Мужественный — спасает семью, трусливый — бежит без оглядки, глупый полон никогда не сбывающихся надежд, умный точно знает, что будет делать в Европе, немецкий и английский выучил заранее, имеет крепкое здоровье, верную молодую жену, влиятельных друзей на всем земном шаре, хорошую профессию и план на ближайшие 50 лет, жадный хочет несметно разбогатеть, бессребреник — надеется насладиться творческой свободой…
Каким тогда, до отъезда был я? Ни то, ни се, ни рыба, ни мясо… Мужества у меня была только капелька, зато трусости — целое ведро, глупых надежд — почти не было, также как и ума, немецкий я не знал, английский забыл, по профессии работать не собирался, плана никакого не имел, с женой был в ссоре, разбогатеть и не мечтал, к творческой свободе на Западе относился с здоровым скепсисом.
Какого же лешего я тогда, 29-го сентября 1990 года убрался из родного Совдепа? На поезде уехал. С Белорусского вокзала. Прямо в Берлин. С концами.
А черт меня знает. Все уезжали. Много всего налипло на душе.
Встретил меня на перроне Восточного вокзала дальний родственник жены — Эдик, добрейший парень моего возраста. Долговязый блондин. Из кавказских немцев. И повез на своем красном спортивном форде по старому, гитлеровскому еще автобану к себе, в Дрезден. Эдик гордился своей машиной, лихачил, гнал под 250… И в пробках пришлось постоять… Меня укачало до рвоты.
По дороге я все спрашивал его — где Берлин? Где города? Что это за сараи?

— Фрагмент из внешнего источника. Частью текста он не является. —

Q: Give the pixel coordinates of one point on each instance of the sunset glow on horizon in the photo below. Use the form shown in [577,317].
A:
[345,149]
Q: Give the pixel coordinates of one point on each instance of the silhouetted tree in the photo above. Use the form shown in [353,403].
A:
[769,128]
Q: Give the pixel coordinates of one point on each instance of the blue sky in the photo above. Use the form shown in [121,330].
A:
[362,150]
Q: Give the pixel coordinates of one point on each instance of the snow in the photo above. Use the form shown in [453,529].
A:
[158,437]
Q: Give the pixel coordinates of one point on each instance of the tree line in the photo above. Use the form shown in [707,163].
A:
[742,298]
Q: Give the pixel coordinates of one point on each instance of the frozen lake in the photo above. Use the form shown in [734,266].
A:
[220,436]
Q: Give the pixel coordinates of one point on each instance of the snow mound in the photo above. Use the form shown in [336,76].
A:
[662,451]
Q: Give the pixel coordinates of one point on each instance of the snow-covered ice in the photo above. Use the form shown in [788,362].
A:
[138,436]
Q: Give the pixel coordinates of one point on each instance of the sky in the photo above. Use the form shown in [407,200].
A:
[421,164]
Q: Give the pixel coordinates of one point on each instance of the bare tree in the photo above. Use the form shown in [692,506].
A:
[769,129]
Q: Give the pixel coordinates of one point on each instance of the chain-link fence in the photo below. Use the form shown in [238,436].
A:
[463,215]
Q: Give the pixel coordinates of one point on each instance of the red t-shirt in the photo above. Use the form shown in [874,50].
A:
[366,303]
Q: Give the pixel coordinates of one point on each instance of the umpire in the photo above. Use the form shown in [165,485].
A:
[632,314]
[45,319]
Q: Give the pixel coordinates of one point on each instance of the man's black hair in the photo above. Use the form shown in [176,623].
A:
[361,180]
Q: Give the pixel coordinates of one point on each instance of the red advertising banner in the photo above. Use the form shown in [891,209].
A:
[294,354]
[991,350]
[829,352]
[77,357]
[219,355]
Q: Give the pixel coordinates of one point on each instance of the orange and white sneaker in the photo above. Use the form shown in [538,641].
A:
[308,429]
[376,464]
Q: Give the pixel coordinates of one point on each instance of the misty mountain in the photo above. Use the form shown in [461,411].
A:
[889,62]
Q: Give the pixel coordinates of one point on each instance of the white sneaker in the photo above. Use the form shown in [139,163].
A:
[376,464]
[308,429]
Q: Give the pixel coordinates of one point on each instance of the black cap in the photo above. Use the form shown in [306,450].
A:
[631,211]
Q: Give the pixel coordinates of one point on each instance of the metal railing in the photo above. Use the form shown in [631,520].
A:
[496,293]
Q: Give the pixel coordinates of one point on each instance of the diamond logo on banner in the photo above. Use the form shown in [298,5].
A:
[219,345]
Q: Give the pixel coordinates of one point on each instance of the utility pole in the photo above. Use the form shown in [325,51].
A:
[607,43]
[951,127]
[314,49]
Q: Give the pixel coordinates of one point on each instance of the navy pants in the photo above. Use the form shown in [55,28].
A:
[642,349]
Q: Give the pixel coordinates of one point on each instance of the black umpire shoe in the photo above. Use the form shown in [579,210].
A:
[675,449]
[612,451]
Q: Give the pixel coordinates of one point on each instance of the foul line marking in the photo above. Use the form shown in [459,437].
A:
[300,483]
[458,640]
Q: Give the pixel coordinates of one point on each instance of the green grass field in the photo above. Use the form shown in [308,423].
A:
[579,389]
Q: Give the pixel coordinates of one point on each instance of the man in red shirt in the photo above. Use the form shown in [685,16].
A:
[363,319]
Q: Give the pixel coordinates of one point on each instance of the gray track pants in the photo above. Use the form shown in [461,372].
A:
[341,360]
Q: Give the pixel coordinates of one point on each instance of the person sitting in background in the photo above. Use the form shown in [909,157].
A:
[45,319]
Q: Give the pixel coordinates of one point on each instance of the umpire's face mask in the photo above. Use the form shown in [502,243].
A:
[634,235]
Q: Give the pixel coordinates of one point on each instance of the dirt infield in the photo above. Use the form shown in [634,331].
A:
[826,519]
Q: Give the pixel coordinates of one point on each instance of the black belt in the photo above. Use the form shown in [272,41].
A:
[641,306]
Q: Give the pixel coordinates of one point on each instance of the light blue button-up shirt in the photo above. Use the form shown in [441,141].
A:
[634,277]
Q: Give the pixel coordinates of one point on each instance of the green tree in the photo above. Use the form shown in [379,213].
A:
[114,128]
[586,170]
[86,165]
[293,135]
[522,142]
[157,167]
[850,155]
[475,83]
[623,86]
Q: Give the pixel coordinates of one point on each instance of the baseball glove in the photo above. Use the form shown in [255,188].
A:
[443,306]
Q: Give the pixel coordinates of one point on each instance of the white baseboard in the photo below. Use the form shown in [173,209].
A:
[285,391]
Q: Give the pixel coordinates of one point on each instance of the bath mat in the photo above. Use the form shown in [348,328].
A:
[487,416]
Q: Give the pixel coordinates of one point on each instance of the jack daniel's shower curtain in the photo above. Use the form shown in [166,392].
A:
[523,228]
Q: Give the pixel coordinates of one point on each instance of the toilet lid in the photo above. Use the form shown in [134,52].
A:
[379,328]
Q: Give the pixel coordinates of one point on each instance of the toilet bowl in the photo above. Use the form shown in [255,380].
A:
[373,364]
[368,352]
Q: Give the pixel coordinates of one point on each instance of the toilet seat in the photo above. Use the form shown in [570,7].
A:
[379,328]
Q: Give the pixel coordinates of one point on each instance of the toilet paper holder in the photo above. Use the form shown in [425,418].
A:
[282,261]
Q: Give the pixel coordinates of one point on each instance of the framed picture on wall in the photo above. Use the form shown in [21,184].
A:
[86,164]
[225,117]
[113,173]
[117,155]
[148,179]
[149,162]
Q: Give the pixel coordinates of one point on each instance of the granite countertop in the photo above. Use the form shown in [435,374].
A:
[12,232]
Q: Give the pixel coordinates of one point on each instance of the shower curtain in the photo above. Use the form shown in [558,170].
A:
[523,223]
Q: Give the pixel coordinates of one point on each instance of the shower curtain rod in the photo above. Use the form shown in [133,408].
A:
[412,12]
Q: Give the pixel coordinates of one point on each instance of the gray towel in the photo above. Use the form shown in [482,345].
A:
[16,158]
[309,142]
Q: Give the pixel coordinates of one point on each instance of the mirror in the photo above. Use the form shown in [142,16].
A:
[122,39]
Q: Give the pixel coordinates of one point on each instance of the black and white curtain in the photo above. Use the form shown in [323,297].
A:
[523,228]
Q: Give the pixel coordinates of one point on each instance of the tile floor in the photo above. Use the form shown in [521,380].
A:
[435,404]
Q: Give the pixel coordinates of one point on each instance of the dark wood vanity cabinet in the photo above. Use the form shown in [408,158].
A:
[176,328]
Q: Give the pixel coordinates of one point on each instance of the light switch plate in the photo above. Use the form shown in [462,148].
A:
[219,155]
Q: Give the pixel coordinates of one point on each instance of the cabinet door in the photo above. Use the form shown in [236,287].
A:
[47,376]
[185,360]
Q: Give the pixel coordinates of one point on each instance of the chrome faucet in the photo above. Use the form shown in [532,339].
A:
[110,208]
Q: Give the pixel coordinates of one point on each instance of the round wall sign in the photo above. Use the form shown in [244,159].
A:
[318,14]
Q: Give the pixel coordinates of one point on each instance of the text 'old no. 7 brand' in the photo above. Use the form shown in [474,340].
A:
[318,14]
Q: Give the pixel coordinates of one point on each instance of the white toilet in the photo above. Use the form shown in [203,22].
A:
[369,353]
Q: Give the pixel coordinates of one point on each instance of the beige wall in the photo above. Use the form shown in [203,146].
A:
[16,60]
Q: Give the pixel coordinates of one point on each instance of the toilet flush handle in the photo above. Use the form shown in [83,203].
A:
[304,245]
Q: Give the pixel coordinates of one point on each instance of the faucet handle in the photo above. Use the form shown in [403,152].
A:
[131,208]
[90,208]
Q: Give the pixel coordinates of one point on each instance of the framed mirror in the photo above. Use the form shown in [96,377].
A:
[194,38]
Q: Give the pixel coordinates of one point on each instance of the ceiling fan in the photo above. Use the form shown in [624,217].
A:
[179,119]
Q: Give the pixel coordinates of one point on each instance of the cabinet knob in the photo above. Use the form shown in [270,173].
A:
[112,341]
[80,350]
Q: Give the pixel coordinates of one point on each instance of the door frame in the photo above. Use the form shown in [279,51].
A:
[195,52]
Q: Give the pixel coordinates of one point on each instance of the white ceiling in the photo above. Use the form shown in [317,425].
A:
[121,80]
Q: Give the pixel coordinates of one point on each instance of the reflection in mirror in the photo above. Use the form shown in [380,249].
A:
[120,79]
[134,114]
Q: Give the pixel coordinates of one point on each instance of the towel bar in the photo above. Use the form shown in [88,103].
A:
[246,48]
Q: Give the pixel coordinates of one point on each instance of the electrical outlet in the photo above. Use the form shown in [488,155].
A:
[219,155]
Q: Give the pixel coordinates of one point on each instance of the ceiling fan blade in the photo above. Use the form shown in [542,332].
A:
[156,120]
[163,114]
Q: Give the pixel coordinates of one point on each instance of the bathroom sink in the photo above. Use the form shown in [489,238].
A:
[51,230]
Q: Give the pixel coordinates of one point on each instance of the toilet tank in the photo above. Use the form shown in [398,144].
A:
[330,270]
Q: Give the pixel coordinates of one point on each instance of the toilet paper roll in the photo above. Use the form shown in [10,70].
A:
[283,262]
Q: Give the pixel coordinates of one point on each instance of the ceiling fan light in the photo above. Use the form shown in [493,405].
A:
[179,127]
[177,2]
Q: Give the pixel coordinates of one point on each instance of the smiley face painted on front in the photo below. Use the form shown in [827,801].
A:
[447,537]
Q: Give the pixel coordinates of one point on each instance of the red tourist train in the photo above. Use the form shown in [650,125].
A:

О тогдашней Восточной Германии я не имел понятия. То есть мне и в голову не приходило, что немцы могут так жить. Как? Так бедно. Убого.
…
Подробно и серьезно я написал о своей эмиграции лет десять назад (текст опубликован под не слишком оригинальным названием «Несколько слов о эмиграции»). А сейчас… мне хочется написать об этом душещипательном и судьбоносном событии иначе. Нет. Не не серьезно, а… иначе. Потому что многие объяснения, мотивации, целые модули мышления… со временем потеряли вначале актуальность, потом силу, а затем и смысл, стали душевным мусором. А на их место пришло нечто новое, расплывчатое, а то и вовсе непонятное… и это, новое… новый взгляд на себя, на жизнь… настоятельно требует точной формулировки… хоть какой-нибудь формулировки. Или простого упоминания.
Понимаете, за 30 лет, проведенных в Германии, я не только стал другим человеком, но и основательно подзабыл того, двойника-невротика в туманном прошлом, все реже и реже мерещащегося мне в кривых перекрещенных зеркалах, забыл его страхи и упования… Этот типичный московский человек, не диссидент, не обыватель, не ученый, седьмая вода на киселе, после 5 лет университета проторчавший непонятно зачем десять лет в научно-исследовательском институте, самозваный художник и неудавшийся, написавший лишь один (уничтоженный впоследствии) роман писатель… так и не знал, кто он и что собственно в жизни хочет. Заимел двоих детей, развелся с первой женой и непонятно как жил со второй… бросил осточертевший институт, устроился охранником в типографию на Арбате, ушел оттуда, писал на заказ иконки для одной московской церквухи на окраине, проработал непонятно кем целый год в другой церквухе, но православным там и не стал… серьезно подумывал о самоубийстве, но так и не убил себя… к моменту эмиграции представлял собой жалкий конгломерат из подсознательных страхов, фантастических видений и примитивных потребностей тела.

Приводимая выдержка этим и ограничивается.